Considering the perspectives of the AAL JP and other published studies, the value of ICT for healthy ageing and independent living in general and AAL specifically remains to be determined. However, three studies funded by the AAL JP are ongoing and may still prove their effectiveness towards promoting healthy ageing and independent living. Protection of intellectual property may also explain why information regarding the effectiveness of these interventions was unavailable, as companies may not want to publish key information regarding their studies and results; however, it should be noted that very few studies set out to study effectiveness. Furthermore, the search strategy employed in our review was limited to projects funded by the AAL JP in the EU, and although our results are in line with other reviews and a database search of abstracts in PubMed and EMBASE, other AAL solutions may exist that have proven to be effective in the improvement of health and well-being outcomes. This review only considered outputs related to population health and well-being. However, while an evaluation of the user-centred design process leading to project outputs might also prove to be a useful exercise, such an assessment was outside the scope of this study.

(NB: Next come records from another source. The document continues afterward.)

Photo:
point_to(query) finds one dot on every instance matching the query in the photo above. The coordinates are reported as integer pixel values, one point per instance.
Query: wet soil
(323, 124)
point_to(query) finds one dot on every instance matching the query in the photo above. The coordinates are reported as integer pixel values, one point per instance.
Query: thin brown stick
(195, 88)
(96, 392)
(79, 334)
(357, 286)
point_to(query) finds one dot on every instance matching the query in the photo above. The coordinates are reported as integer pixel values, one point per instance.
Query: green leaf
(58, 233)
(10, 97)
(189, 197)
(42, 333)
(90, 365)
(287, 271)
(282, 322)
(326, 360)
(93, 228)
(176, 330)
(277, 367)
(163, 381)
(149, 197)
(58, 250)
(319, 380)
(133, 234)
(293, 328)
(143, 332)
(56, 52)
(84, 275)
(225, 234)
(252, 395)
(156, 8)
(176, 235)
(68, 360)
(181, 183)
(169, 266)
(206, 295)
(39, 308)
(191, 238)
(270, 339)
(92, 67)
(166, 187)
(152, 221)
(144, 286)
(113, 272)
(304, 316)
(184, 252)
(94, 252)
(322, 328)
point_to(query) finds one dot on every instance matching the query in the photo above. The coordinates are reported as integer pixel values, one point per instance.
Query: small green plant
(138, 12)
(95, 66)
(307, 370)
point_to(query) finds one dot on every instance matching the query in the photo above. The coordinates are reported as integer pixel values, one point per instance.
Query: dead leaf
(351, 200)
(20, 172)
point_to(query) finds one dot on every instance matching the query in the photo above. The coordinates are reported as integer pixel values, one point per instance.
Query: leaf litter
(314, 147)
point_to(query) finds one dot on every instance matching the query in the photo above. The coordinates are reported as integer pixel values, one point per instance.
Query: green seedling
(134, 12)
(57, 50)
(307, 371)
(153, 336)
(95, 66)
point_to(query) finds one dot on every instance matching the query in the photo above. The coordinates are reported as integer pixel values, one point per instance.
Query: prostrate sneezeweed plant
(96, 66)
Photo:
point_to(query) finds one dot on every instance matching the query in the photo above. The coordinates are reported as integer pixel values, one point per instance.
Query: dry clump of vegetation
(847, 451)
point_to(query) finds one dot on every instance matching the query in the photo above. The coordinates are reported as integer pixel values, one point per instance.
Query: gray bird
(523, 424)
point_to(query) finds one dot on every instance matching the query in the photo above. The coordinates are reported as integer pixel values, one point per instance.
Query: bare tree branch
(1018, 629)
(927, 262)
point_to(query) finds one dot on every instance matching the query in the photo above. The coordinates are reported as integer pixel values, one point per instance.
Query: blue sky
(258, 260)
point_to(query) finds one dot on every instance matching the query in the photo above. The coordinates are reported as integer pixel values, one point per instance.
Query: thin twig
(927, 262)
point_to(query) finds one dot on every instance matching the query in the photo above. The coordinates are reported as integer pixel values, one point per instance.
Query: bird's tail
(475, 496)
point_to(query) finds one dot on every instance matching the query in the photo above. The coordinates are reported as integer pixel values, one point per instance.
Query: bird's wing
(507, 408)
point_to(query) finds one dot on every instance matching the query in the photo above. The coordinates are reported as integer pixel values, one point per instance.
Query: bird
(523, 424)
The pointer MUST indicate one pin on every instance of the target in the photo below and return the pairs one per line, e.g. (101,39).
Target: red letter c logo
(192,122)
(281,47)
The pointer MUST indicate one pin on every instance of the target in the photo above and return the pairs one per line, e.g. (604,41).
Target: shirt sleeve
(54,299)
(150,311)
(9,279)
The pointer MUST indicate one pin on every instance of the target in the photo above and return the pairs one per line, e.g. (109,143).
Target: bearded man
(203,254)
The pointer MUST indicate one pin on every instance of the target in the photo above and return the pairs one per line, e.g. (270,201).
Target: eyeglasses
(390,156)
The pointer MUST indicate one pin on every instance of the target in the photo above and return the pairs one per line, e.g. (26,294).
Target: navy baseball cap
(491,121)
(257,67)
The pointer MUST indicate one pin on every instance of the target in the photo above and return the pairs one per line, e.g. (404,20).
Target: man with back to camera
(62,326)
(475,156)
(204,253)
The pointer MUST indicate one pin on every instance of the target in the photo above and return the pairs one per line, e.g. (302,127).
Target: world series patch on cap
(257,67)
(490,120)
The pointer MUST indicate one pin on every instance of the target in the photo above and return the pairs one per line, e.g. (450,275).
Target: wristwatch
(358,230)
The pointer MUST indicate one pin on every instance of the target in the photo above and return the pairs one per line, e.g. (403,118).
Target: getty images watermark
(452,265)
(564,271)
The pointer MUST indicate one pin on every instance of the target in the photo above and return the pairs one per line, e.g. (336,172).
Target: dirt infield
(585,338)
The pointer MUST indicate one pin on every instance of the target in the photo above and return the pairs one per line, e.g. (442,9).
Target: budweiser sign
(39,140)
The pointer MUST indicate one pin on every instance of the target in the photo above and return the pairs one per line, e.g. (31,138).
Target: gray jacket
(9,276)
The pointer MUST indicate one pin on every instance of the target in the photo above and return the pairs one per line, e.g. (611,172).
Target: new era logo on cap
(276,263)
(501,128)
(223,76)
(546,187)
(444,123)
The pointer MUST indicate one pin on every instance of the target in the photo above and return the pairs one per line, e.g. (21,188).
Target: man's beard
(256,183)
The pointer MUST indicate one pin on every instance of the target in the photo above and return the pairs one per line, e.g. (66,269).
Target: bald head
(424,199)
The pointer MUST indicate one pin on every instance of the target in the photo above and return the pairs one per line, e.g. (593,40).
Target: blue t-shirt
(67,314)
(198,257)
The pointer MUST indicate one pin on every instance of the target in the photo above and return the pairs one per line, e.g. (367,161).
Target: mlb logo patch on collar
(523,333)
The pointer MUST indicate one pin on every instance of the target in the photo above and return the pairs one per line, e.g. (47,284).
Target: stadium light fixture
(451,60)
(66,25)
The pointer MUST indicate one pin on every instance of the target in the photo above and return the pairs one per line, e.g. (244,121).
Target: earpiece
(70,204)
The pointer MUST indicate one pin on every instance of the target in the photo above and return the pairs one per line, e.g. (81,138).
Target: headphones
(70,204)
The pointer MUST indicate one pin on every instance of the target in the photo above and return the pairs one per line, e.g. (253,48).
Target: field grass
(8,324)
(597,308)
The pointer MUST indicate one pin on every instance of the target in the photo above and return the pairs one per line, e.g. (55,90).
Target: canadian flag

Finally, the results of this review could be considered very disappointing. So far, an investment of 600 million Euros in 152 projects has led to two marketable products and no evidence indicating superior health and well-being outcomes in older adults. However, it should be noted that the vast majority of these projects ran for 3–4 years and were initiated with the development of new or partly new ICT solutions. The AAL JP probably encouraged its project consortia to promise marketable solutions and demonstrate benefits, but it could be questioned if these objectives were realistic. In this light, the AAL programme’s goals could be revisited with the objective of increasing realism and specifying priorities. A more realistic end goal might either be proof of concept or starting from proof of concept and aiming for impact evaluation. Nonetheless, the EU should be clear on what is expected from project outputs.

Conclusion

A discrepancy between project aims and outputs was identified, as the majority of projects focused on product development but have not yet demonstrated a significant impact on healthy ageing and independent living in terms of the products available on the market or beneficial outcomes in older adults. This discrepancy reflects a lack of clear objectives provided by the AAL JP and a lack of standards for developing, evaluating and implementing health technology in general. When developing technology, products should be co-created and driven by end-users instead of technology-driven, which appears to be the current standard. A particular concern is the maintenance of technology use over time and how the technology fits the dynamic needs of an older adult progressing through the course of life. When evaluating technology, several perspectives should be considered including both quantitative effects and qualitative user information, and long-term use should be monitored. Ultimately, the value of the AAL JP, in specific, and health technology, in general, will be determined by the benefits associated with older adults’ health technology use in everyday life. However, this information is not yet available.